I am out of my lurking closet....I saw this email exchange someplace, too. The paranoid side of me immediately began to run over email exchanges that I have had and recalling with grimaces how many of those might be quite unsettling if circulated around the world.

I think that you are spot on with the gender politics (in addition to acknowledging that gender is not the only issue that is problematic) here. Not only do women now have to worry about how parochial judgements about their ephemeral behavior in face-to-face interactions can come back to haunt them (like having evaluations of one's personal relational choices be brought to bear upon hiring decisions), but the chilling effect is also more severe in more permanent versions of communication.

Of course, there were simply bad professional communication choices made in the email exchange, but I take to heart the implicit warning in your post about how the category of the professional obscures the gendering inherent in how civility gets constructed within that context.

btw--i think your blog is excellent.

Sfrajett said...

Thanks for de-lurking!
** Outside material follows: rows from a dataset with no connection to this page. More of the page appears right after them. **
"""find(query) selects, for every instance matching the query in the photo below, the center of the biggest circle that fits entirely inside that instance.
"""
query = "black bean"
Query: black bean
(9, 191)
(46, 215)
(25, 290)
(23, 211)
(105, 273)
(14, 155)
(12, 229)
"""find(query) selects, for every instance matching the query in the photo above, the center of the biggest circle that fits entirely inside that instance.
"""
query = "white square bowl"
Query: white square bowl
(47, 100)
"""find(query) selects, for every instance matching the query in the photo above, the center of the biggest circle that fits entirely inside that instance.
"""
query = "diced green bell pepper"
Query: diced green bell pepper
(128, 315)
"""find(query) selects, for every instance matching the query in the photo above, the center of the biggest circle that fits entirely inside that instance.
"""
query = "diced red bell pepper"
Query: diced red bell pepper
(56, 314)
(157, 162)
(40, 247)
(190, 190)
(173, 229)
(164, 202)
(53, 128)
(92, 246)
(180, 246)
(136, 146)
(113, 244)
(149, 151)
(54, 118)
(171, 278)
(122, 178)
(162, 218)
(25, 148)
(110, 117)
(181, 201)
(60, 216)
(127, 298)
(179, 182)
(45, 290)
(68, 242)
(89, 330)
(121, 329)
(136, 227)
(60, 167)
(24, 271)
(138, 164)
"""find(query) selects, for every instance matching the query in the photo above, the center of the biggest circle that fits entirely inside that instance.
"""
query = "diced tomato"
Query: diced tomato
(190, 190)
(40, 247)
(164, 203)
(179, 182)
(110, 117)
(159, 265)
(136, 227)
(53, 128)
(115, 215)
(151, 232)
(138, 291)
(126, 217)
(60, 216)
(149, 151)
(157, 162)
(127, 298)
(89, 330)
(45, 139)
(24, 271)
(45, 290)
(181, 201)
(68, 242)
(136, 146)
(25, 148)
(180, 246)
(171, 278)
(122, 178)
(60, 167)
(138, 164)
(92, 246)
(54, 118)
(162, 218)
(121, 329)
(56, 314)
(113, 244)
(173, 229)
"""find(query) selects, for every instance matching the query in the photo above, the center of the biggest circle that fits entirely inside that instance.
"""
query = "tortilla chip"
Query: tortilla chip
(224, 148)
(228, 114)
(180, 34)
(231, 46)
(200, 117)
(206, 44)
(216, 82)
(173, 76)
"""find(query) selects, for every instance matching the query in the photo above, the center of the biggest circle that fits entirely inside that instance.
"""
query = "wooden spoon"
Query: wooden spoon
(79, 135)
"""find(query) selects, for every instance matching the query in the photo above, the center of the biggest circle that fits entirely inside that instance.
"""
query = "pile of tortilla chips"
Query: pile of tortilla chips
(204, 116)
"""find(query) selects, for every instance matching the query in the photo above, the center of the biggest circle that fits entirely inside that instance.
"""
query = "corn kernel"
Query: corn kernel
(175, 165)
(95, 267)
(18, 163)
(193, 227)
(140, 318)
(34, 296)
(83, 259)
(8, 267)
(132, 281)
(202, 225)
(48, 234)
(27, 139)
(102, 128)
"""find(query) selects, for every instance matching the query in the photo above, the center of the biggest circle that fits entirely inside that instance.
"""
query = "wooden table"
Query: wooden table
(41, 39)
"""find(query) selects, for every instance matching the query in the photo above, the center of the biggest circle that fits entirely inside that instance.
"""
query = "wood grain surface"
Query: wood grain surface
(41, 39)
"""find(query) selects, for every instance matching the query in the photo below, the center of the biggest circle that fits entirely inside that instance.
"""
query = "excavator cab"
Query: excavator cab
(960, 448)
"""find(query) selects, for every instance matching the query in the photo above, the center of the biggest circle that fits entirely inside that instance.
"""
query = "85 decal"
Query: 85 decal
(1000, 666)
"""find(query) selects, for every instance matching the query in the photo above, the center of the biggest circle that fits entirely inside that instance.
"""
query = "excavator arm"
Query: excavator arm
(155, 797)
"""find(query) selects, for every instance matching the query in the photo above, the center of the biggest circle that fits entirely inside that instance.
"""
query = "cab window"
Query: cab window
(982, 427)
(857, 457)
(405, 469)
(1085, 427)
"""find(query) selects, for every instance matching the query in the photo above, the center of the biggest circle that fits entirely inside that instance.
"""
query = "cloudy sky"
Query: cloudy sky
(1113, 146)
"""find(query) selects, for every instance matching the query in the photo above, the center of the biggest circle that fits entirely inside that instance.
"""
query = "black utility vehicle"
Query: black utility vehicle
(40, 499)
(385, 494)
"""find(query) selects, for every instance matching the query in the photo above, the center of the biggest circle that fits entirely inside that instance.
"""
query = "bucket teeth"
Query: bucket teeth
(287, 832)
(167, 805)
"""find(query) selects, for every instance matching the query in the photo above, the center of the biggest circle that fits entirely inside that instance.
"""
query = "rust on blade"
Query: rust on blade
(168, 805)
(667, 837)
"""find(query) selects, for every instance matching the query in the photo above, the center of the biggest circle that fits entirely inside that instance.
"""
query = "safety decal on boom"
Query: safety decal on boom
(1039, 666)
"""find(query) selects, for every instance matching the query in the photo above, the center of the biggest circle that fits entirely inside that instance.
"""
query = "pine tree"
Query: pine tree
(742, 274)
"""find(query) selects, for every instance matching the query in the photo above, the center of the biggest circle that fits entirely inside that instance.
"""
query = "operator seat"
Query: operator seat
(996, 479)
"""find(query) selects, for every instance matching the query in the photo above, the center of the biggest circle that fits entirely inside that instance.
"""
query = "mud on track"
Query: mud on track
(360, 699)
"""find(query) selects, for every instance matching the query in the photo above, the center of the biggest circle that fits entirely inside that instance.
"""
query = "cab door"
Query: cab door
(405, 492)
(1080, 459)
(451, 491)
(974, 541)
I love your phrase "how the category of the professional obscures the gendering inherent in how civility gets constructed within that context." Well said.

Anonymous said...

I have to say, as a female attorney myself, I am really shocked at her behavior. I don't know if this really holds her up for ridicule, but she certainly has shown herself to be a terrible employee! I think this firm dodged a bullet by not hiring someone like this.

Margaret said...

Great post. The thing I have noticed about altercations over email is how quickly and absurdly they escalate.

Michael LeVan said...

I almost lost a committee member when I was trying to schedule my defense because he misinterpreted a lighthearted statement as a command. And then, just like in this case, the dick came out.

BTW, this is an excellent reminder of insidious gender dynamics in the professions. I see it all the time in my department, thugh it gets complicated a bit by the additional power dynamics of tenure and disciplinary hierarchies.